Many commercial software companies and in-house enterprise developers are churning out applications that are insecure by design due to the rapid and often undisciplined use of open source components.
Even worse, these software makers wouldn't be able to tell which of their applications are affected by a known component flaw even if they wanted to because of poor inventory practices.
Last year, large software and financial services companies downloaded 240,757 components on average from one of the largest public repositories of open-source Java components. Over 15,000 of those components, or 7.5 percent, had known vulnerabilities, according to Sonatype, the company that manages the repository.
Sonatype runs the hosting infrastructure for the repository, which is known as the Central Repository, but does not police what goes in and out. That falls with the community of open source developers who contribute components to it, every one being in charge of their own creations. The Central Repository is the default repository for Apache Maven, SBT and other Java software building tools.
A separate analysis of the top 100 components downloaded in 2014 by 29 large financial services and technology companies revealed that those companies used an average of 27 different versions of each component. This means that most of them were using outdated, less functional and potentially vulnerable component versions in their applications, Sonatype said Tuesday in a report about the state of the software supply chain.
In one case, developers working for a financial services firm had downloaded, over the course of the year, 51 of the 58 versions available for the Spring application framework.
This is indicative of the poor software inventory practices in most companies that develop applications for their own use or for others. The problem is not new, but Sonatype's findings suggest that it's getting worse as the level and velocity of open-source component consumption increases.
Overall, the Central Repository was used by over 100,000 organisations and served 17.2 billion download requests in 2014, a third more than last year. The repository hosts 217,000 components that combined have over 830,000 versions.
There's a supply chain discipline to how companies from the various manufacturing industries source their components and track where they use them, that the software development industry has not yet embraced, said Joshua Corman, Sonatype's CTO. Software development companies have had the luxury of not having to worry about that for a long time, but their increased dependence on third-party code combined with increased focus from attackers has generated significant risk for the software and infrastructure we're all depending on, he said.
Sonatype has determined that over 6 percent of the download requests from the Central Repository in 2014 were for component versions that included known vulnerabilities and the company's review of over 1,500 applications showed that by the time they were developed and released each of them had an average of 24 severe or critical flaws inherited from their components.
And the situation is made worse because many components have third-party sub-components. So, when developers import a particular component into their applications they automatically get its dependencies as well, which could have their own flaws.
Once a vulnerability makes its way into an application through a component dependency, chances are high that it will stay there for a very long time, possibly forever.
In an analysis done last year, Sonatype found that open-source component developers fixed flaws in their direct dependencies only in 41 percent of cases and even then, their mean time-to-repair was 390 days.
The good news is that the software industry does not have to reinvent the wheel and can borrow supply chain practices from other industries. But automation is key, because it's impossible for companies to manually review the components used by their developers and enforce to safe use policies given the level of third-party code consumption seen today.
There are specialized products that can be used to create bills of materials for software, that can restrict which specific versions of components developers in an organization are allowed to use and from which specific suppliers, as some are better than others at fixing flaws in their components.
A few years ago the amount of open-source code used in software development was low, especially in the financial services or government sectors where there were concerns about its provenance and licensing, Corman said.
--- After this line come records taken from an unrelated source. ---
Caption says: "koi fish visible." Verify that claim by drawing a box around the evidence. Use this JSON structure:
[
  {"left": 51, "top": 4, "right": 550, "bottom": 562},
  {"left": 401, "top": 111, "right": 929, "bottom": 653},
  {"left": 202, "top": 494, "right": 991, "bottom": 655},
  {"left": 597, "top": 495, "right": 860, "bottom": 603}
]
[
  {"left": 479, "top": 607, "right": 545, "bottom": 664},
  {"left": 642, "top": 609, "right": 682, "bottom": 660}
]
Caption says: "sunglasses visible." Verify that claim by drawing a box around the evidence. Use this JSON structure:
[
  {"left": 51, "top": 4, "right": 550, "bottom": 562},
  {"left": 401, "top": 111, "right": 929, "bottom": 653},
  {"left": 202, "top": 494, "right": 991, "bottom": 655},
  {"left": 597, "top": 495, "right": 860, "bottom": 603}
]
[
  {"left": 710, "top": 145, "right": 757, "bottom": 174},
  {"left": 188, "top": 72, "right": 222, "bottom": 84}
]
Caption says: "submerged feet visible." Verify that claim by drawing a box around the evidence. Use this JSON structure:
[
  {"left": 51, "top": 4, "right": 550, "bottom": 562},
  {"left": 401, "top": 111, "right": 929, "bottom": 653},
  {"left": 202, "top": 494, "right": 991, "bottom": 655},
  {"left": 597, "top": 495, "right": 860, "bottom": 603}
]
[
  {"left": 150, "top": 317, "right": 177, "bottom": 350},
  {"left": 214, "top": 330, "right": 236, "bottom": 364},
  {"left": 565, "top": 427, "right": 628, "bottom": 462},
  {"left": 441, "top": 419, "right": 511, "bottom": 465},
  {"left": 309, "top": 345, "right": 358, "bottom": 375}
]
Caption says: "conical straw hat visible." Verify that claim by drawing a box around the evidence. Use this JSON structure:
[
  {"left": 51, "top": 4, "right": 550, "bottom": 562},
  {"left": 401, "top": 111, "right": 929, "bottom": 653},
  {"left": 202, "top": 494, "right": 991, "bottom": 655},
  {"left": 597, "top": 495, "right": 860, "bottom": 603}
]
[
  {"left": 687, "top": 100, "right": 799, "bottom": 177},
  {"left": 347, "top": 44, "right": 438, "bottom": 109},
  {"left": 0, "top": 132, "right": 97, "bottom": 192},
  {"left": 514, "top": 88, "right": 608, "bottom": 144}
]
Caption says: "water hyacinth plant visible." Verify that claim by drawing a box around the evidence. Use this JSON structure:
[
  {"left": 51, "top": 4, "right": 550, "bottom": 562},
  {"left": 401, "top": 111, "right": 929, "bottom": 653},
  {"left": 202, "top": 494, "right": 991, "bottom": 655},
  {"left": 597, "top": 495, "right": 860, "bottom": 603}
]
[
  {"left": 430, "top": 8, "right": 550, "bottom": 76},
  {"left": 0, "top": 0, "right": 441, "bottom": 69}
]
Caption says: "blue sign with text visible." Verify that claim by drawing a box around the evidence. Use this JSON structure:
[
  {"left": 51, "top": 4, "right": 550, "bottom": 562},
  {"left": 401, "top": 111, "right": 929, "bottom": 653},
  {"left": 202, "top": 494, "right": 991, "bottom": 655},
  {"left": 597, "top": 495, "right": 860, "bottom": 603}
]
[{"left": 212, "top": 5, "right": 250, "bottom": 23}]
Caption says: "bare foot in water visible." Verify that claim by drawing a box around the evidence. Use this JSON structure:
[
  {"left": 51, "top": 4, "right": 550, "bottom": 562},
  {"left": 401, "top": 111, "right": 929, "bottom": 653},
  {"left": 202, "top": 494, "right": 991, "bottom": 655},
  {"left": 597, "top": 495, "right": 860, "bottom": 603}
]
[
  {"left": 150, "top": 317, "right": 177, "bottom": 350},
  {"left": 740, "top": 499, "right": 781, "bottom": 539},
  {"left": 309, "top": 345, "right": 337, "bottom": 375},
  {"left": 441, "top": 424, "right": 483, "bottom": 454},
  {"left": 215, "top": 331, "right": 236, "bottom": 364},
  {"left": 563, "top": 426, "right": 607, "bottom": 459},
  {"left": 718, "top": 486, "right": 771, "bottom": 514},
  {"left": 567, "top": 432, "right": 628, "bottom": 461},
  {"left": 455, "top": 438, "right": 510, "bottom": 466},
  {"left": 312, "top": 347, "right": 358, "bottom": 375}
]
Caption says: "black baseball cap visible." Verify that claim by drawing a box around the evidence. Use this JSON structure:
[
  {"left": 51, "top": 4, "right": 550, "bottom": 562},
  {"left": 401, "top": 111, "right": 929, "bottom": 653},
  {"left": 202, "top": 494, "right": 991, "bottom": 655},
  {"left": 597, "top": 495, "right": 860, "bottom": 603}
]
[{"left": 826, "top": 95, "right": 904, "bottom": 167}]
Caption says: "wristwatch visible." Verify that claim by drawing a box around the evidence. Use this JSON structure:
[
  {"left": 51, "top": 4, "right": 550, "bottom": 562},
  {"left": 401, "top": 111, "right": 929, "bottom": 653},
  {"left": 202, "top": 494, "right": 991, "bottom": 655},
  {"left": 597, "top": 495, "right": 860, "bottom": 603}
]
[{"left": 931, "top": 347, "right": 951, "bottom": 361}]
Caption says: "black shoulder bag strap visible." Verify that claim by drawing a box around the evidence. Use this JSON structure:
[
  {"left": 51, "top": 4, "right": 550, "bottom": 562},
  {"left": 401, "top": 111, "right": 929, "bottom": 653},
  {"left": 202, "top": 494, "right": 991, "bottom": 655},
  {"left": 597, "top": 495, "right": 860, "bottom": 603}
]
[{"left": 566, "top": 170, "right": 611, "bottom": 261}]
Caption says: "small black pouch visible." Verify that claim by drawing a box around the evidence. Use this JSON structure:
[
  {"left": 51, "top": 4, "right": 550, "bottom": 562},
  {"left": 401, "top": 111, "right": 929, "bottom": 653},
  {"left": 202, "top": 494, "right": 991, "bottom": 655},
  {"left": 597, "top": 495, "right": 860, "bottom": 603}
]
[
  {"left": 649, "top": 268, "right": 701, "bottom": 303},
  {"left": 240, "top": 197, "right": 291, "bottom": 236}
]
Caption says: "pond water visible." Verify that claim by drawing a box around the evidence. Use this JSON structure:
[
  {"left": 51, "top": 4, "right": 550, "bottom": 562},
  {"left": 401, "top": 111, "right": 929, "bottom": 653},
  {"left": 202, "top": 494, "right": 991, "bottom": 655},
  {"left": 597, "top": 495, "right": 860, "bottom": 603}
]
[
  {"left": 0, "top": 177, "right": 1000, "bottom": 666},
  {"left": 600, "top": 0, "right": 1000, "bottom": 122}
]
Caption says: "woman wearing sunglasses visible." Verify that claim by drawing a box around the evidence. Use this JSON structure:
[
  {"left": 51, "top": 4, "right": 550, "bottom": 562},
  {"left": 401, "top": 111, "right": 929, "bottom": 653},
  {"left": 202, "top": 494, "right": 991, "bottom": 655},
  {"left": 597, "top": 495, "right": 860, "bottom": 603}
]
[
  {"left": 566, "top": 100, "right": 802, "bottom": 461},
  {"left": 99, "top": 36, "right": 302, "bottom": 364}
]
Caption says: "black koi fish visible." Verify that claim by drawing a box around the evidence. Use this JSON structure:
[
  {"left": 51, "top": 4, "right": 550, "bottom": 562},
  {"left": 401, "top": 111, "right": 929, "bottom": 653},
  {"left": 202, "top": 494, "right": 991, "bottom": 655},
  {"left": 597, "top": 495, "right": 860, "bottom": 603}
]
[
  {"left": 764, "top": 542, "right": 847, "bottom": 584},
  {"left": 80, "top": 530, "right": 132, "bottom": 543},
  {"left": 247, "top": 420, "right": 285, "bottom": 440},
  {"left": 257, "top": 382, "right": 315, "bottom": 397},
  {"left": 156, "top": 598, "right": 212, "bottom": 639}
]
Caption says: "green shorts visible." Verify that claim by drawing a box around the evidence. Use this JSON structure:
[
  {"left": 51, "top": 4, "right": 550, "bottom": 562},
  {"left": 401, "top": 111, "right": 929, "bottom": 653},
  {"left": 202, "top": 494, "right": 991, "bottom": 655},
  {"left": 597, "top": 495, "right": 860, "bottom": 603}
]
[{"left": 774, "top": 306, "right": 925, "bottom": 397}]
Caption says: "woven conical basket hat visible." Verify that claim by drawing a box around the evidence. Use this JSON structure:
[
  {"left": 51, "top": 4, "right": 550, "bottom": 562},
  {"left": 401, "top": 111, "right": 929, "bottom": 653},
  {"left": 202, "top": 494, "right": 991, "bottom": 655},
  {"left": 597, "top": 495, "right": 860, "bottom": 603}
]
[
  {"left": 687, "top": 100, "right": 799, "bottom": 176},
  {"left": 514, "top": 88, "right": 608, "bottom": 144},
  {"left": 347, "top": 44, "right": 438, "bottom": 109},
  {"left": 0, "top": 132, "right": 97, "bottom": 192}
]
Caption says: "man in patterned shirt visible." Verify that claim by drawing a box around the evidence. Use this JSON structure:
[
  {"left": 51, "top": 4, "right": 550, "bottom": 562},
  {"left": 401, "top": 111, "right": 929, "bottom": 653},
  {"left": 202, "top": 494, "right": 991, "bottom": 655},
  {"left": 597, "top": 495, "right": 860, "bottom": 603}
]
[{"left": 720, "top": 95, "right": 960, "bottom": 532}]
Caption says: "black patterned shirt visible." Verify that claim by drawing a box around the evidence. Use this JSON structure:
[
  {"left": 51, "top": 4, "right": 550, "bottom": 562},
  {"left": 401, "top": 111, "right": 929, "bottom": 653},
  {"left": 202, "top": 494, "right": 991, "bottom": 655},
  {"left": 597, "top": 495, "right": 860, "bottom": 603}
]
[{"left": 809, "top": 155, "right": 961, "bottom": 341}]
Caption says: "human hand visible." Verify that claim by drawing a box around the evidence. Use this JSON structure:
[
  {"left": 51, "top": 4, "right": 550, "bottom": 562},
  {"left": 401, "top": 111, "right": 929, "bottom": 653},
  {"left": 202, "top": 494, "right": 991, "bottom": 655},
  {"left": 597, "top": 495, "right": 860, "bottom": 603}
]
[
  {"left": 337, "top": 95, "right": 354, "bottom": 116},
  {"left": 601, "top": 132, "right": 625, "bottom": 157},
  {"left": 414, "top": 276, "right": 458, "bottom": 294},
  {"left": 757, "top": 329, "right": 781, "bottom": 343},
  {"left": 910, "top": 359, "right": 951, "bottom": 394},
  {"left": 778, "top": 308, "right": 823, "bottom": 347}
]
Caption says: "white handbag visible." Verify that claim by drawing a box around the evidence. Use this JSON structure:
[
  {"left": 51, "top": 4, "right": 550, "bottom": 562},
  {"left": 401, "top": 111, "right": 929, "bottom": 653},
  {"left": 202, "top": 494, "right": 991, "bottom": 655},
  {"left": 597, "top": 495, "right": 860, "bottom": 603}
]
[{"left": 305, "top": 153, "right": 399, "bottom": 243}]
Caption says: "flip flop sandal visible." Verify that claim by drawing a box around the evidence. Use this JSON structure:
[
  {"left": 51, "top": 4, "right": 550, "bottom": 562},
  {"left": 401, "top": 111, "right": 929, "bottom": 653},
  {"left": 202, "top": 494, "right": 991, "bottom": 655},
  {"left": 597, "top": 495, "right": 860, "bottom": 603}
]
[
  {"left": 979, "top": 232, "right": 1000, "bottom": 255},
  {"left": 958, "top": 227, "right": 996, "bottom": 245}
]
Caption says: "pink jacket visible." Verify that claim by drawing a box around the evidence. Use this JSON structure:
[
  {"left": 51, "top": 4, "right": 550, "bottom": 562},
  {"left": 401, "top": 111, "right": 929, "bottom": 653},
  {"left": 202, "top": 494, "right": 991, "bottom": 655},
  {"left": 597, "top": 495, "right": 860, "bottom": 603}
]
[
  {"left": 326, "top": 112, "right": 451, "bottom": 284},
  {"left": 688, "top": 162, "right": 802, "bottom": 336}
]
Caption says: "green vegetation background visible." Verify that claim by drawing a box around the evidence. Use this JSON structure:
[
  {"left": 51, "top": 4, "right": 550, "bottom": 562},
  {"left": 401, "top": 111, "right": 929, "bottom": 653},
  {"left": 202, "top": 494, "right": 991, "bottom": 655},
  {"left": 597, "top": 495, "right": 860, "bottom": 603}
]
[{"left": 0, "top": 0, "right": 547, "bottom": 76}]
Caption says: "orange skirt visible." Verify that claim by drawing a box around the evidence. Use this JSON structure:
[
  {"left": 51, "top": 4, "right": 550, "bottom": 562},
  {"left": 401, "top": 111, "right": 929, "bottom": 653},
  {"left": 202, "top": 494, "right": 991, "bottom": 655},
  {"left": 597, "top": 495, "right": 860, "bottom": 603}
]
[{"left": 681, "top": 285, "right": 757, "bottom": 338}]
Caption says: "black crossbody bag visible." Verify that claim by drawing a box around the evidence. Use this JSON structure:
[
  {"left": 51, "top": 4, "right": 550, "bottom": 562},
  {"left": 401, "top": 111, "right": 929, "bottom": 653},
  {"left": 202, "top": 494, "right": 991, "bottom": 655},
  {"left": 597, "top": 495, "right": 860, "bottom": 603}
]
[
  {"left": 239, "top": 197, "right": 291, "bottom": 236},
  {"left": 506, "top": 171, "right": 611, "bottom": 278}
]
That's no longer the case and today ninety percent or more of any modern application, commercial or not, is composed of third-party code, the bulk of which is open-source, he said.
The behavior around the software supply chain needs to change in order to meet the velocity of third-party code consumption, said Derek Weeks, vice-president and DevOps advocate at Sonatype. "Relying on open-source allows developers to deliver software to market today faster than ever before, so we're not going to go back in time and start using less of it."
When choosing a component version developers often don't consider the security implications, but make a choice based on what they know has worked for them in the past. In addition to security fixes, new component versions might contain changes in functionality that could impact the applications they're being used in, so it's no wonder that software developers are reluctant to update them. But that way of thinking needs to change, especially at the organization level, according to Corman and Weeks. Being restrictive about which components can be used across all of an organization's software projects leads to less complexity too and saves money.
Corman, who is also co-founder of I Am the Cavalry, a group of security researchers who advocate for the secure development of software used in medical devices, automobiles, home electronics and public infrastructure, sees the current state of software hygiene as a public health issue.
"It is stunning to me that when you grab an application about a quarter of the components in it are vulnerable," he said. "And that doesn't even take into consideration the unknown, or zero-day, vulnerabilities."
And that's scary when we consider that the software being put into Internet-of-Things devices is no different than the one being put into commercial applications.
"I have encountered vulnerable open-source software in the remotely connected parts of automobiles that was exploitable and could put people's lives in danger," Corman said. "It's one thing when your website is compromised, or you have to get a new credit card, and another when entirely avoidable vulnerabilities are making their way into embedded systems in vehicles or medical devices."